Faisant valoir un défaut de paiement des loyers, un commandement de payer visant la clause résolutoire a été délivré au preneur par acte d’huissier de justice du 25 janvier 2024, pour une somme de 1 364,13 euros au principal, au titre de l’arriéré locatif, outre le coût du commandement de payer.
Se prévalant de la clause résolutoire stipulée au contrat de bail et de la non régularisation des causes du commandement de payer, la SAS PARIS PRIME OFFICE 1 a, par exploit délivré le 25 mars 2024, fait citer M. [X] [S] devant le président du tribunal judiciaire de Paris, statuant en référé, aux fins de constatation de l’acquisition de la clause résolutoire, expulsion, conservation du dépôt de garantie et paiement de provisions à hauteur de 1 668,71 euros au titre de l’arriéré de loyers, taxes et charges arrêtés, mars 2024 inclus, augmentée d’intérêts au taux légal à compter du commandement de payer du 25 janvier 2024 sur la somme de 1 364,13 euros et à compter de l’assignation sur le surplus, une indemnité d’occupation provisionnelle égale au dernier loyer contractuel et jusqu’à complète libération des lieux, outre la somme de 2 000 euros sur le fondement de l’article 700 du code de procédure civile et les entiers dépens, comprenant le coût du commandement de payer et de l’assignation.
A l’audience du 14 juin 2024, la requérante réitère les prétentions formulées au titre de son acte introductif d’instance. Le défendeur, assigné à l’étude, n'a pas constitué avocat et n’a pas comparu.

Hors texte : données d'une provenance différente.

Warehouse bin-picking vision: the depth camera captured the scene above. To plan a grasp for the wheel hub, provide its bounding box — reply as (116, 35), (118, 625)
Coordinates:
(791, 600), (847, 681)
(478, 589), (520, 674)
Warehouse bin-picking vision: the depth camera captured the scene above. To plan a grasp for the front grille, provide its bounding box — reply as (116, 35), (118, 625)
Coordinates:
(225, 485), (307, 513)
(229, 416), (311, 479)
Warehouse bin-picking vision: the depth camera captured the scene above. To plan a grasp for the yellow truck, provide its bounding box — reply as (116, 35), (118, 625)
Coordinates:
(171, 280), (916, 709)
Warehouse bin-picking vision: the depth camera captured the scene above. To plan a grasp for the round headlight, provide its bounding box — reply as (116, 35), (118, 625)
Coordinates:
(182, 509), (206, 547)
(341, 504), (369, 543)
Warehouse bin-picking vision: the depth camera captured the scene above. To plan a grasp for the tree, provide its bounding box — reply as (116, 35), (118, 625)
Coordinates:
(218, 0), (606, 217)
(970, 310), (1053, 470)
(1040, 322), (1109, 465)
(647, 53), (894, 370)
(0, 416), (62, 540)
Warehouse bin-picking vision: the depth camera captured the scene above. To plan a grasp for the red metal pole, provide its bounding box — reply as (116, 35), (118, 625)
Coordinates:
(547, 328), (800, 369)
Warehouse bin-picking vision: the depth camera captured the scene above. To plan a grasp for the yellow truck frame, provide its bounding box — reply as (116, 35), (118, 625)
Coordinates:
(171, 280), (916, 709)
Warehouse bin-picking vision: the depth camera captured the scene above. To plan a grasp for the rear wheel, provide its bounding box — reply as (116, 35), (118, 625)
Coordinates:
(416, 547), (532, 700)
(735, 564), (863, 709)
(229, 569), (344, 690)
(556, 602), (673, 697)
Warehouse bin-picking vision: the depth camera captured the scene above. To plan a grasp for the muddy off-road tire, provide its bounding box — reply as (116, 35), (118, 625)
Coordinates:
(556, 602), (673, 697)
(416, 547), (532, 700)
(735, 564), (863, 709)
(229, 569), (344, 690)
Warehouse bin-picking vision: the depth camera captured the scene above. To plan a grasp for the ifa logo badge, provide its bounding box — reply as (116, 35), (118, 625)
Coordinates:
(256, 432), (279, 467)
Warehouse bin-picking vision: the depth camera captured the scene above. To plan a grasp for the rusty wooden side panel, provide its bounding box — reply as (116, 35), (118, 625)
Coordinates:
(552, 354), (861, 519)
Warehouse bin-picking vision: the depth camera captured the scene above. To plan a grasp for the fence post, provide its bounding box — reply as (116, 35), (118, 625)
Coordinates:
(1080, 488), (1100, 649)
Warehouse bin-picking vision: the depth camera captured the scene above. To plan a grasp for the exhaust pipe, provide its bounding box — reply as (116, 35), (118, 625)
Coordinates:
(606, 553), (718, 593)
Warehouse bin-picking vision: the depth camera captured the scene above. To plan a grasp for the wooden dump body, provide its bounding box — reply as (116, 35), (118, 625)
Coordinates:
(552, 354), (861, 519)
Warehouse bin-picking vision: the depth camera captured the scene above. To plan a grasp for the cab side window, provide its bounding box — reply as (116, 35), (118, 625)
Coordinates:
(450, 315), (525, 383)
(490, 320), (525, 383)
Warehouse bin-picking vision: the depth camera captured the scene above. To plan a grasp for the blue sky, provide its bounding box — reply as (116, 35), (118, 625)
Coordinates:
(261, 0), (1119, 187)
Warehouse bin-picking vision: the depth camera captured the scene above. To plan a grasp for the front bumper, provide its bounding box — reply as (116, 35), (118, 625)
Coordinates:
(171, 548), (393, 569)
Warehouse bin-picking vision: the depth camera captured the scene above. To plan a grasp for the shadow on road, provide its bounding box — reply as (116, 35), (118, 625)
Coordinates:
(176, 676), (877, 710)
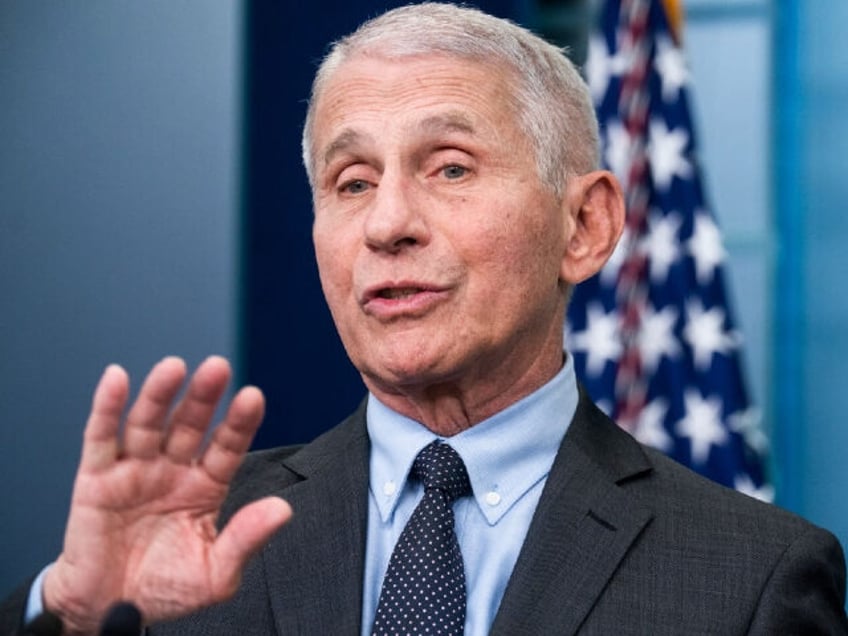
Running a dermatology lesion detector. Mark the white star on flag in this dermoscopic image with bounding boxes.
[644,209,683,285]
[654,35,689,102]
[677,389,727,464]
[687,210,727,285]
[683,298,736,371]
[633,398,674,452]
[639,305,680,373]
[648,118,692,190]
[604,121,633,182]
[571,303,621,375]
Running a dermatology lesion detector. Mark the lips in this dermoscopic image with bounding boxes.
[362,281,447,319]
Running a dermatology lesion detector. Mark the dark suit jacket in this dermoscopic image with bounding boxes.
[1,395,848,636]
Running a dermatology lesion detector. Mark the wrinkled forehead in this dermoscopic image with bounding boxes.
[307,53,518,157]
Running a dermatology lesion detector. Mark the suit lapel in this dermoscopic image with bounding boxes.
[263,407,369,634]
[491,394,652,636]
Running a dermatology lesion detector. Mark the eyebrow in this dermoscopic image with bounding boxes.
[324,128,370,166]
[418,111,474,134]
[323,111,474,166]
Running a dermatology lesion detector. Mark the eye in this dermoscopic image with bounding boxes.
[339,179,369,194]
[442,164,468,179]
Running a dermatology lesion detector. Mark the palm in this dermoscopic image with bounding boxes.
[45,358,290,632]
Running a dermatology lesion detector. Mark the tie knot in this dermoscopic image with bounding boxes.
[412,441,471,501]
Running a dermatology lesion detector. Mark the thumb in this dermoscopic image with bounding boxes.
[210,497,292,600]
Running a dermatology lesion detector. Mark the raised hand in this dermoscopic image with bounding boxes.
[44,357,291,634]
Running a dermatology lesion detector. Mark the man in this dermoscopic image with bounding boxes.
[4,4,848,635]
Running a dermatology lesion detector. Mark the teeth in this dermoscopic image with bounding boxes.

Conformément aux dispositions des articles 455 et 446-1 du code de procédure civile, pour un plus ample exposé des faits, de la procédure et des moyens, il est renvoyé à l'acte introductif d'instance ainsi qu’aux notes d’audience.
MOTIFS DE LA DECISION
Sur l'absence de constitution de la défenderesse
Régulièrement assigné, M. [X] [S] n'a pas constitué avocat et n'a pas comparu. L’ordonnance sera en conséquence réputée contradictoire en application de l’article 473 du même code.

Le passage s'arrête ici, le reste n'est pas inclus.